Human von Willebrand factor (VWF) gene sequences +155 to +247 contain cis-acting elements that contribute toward endothelial specific activation of the VWF promoter. Analyses of this region demonstrated the presence of a GATA-binding site that is necessary for the promoter activation in endothelial cells. We have reported recently the presence of a novel NFY-binding sequence in this region that does not conform to the consensus NFY-binding sequence CCAAT. NFY was shown to function as a repressor of the VWF promoter through interaction with this novel binding site. Here we report that the NFY interacts with histone deacetylases (HDACs) in a cell type-specific manner and recruits them to the VWF promoter to inhibit the promoter activity in non-endothelial cells. Analyses of the acetylation status of histones in the chromatin region containing the VWF promoter sequences demonstrated that these sequences are associated with acetylated histone H4 specifically in endothelial cells. It was also demonstrated that HDACs are specifically recruited to the same chromatin region in non-endothelial cells. We also demonstrated that GATA6 is the GATA family member that interacts with the VWF promoter and that GATA6 is associated with NFY specifically in non-endothelial cells. We propose that NFY recruits HDACs to the VWF promoter, which may result in deacetylation of GATA6 as well as of histones in non-endothelial cells, thus leading to promoter inactivation. In endothelial cells, however, association of HDACs, NFY, and GATA6 is interrupted potentially through endothelial cell-specific signaling/mechanism, thus favoring the balance toward acetylation and activation of the VWF promoter.

The NFY transcription factor functions as a repressor and activator of the von Willebrand factor promoter.
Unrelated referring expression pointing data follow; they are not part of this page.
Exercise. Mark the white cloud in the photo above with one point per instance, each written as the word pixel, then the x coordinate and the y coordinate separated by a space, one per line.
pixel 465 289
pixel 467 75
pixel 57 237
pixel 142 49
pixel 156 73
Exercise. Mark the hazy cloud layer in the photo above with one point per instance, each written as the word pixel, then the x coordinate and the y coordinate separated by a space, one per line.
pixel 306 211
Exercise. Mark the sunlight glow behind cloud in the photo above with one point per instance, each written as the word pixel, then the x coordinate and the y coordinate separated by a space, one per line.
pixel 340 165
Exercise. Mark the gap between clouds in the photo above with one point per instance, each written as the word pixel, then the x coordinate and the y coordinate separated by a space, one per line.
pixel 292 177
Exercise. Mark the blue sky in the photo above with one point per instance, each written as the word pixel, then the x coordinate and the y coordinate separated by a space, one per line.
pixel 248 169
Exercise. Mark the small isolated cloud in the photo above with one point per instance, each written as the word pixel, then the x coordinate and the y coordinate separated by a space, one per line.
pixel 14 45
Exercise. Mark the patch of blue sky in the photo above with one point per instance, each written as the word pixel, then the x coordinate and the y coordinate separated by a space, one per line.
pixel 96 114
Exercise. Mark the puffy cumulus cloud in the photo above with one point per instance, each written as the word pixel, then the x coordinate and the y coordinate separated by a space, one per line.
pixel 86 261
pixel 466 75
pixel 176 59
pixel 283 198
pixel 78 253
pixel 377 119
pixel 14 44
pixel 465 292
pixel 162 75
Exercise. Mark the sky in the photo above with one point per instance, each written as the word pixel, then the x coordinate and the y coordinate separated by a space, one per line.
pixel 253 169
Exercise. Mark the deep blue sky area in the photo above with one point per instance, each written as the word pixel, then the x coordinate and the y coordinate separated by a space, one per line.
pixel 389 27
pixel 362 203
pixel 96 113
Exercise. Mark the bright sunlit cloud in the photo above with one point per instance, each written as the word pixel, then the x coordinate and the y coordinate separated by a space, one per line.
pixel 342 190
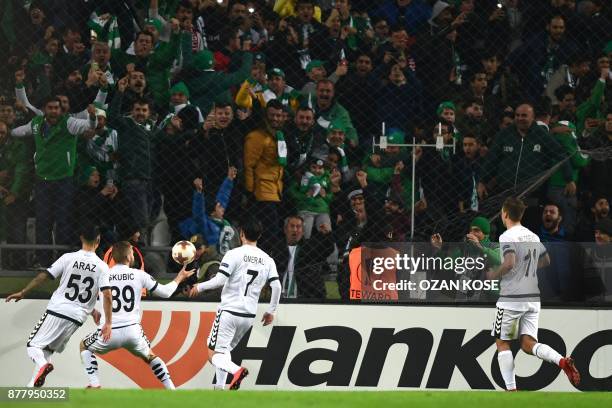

Human von Willebrand factor (VWF) gene sequences -487 to +247 function as an endothelial-specific promoter in vitro. Analysis of the activation mechanism of the VWF promoter has resulted in the identification of a number of cis-acting elements and trans-acting factors that regulate its activity. The GATA and Ets transcription factors were shown to function as activators of transcription, whereas NF1 and Oct1 were shown to repress transcription. We have reported the presence of another repressor element in exon 1 that interacted with a protein complex designated "R." In the absence of NF1 binding, inhibition of this interaction resulted in promoter activation in nonendothelial cells. We have now identified the "R" protein complex as the NFY transcription factor. Using DNA methylation interference assay and base substitution mutation analysis, we show that NFY interacts with a novel DNA sequence corresponding to nucleotides +226 to +234 in the VWF promoter that does not conform to the consensus NFY binding sequence CCAAT. The VWF gene does contain a CCAAT element that is located downstream of the TATA box and we show that the NFY factor also interacts with this CCAAT element. Using antibodies specific against the A, B, and C subunits of NFY, we demonstrate that the NFY complexes interacting with the CCAAT sequence have a composition similar to that of the repressor binding to the first exon sequences. The results of mutation analysis and transfection studies demonstrated that the interaction of NFY with the upstream CCAAT element is required for VWF promoter activation. Based on these results, we hypothesize that NFY can function both as a repressor and activator of transcription and its function may be modulated through its DNA binding sequences.